The trustees of the ailing DIY supplier Ace Auto Depot asked a court on Monday to accept a NIS 120 million takeover bid by Electra Consumer Products.
The offer for the company, which runs the Ace do-it-yourself stores, includes NIS 40 million cash and NIS 80 million in inventory.
Electra - owner and operator of Shekem Electric, Big Sensor and Electrical Warehouses (Makhsanei Hashmal ) - committed to retaining 75% to 80% of Ace employees. The deal still needs the approval of the antitrust commissioner.
Publicly-traded Ace Auto Depot has outstanding debt of NIS 144 million, and its wholly-owned Ace retail chain owes an additional NIS 308 million. Electra's offer includes NIS 12 million in cash up front and NIS 4.5 million per month in cash and inventory over two years. The inventory component will partly defray sums owed to Ace suppliers.
The chain's debts include NIS 64 million owed to three banks - Bank Leumi, Bank Hapoalim and the First International Bank of Israel - all of which is secured. It also owes employees NIS 15.5 million, while other creditors, including its unsecured suppliers, are owed NIS 200.5 million. The parent company's debts also include NIS 83 million to bondholders.
Several assets that wouldn't be included in the Electra deal could add several tens of millions of shekels to the kitty for creditors. The company's stock market shell, for instance, might go for a few million, as would several smaller businesses not part of the company's core operations.

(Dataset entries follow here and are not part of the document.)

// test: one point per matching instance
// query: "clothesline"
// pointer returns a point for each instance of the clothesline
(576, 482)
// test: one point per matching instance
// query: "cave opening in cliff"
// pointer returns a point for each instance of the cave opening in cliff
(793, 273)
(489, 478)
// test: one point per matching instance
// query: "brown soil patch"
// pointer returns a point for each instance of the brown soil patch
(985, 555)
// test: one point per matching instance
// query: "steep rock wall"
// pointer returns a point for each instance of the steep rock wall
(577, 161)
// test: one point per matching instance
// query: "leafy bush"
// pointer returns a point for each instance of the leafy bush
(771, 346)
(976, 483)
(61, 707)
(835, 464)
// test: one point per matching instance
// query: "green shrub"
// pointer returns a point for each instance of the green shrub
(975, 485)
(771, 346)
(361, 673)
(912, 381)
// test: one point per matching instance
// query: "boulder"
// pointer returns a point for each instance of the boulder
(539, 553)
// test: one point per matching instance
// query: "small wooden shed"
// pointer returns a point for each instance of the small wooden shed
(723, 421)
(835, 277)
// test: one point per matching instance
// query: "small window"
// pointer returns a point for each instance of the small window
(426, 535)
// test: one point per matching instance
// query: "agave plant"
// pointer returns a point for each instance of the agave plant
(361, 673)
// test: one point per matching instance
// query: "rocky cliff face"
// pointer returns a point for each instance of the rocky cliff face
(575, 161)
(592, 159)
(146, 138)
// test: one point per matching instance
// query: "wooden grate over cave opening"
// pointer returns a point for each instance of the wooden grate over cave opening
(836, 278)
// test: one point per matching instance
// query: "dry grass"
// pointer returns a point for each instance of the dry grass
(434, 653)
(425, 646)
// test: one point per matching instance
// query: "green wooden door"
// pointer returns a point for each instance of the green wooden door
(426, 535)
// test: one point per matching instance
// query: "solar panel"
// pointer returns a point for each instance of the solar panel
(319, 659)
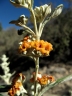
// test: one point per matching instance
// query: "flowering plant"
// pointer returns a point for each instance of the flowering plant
(34, 47)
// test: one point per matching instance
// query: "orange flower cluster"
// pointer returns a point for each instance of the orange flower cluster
(35, 48)
(16, 84)
(42, 79)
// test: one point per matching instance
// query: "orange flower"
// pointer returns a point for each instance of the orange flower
(46, 79)
(17, 87)
(33, 77)
(34, 47)
(43, 80)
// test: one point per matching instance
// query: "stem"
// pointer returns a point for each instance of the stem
(36, 72)
(34, 19)
(30, 31)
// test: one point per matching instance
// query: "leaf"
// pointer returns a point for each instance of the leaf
(57, 11)
(32, 3)
(4, 88)
(49, 86)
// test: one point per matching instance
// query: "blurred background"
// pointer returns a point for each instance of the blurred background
(58, 32)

The trustees, Amir Palmer and Boaz Gazit, said a promise by controlling owners Shlomo Zveida and Gaon Holdings to lend the company NIS 20 million by January 31 hasn't been carried out and is still under consideration.
Meanwhile, a group of 22 suppliers - unsecured creditors owed a total of NIS 30 million by the chain - have petitioned the court to order the three banks to exercise their rights to NIS 18 million in guarantees pledged by Gaon and Zveida last July.
The three each received NIS 6 million in guarantees by the owners after the company failed to meet its bank-loan covenants. Gaon and Zveida provided the guarantees so that the banks would not demand immediate repayment of their loans.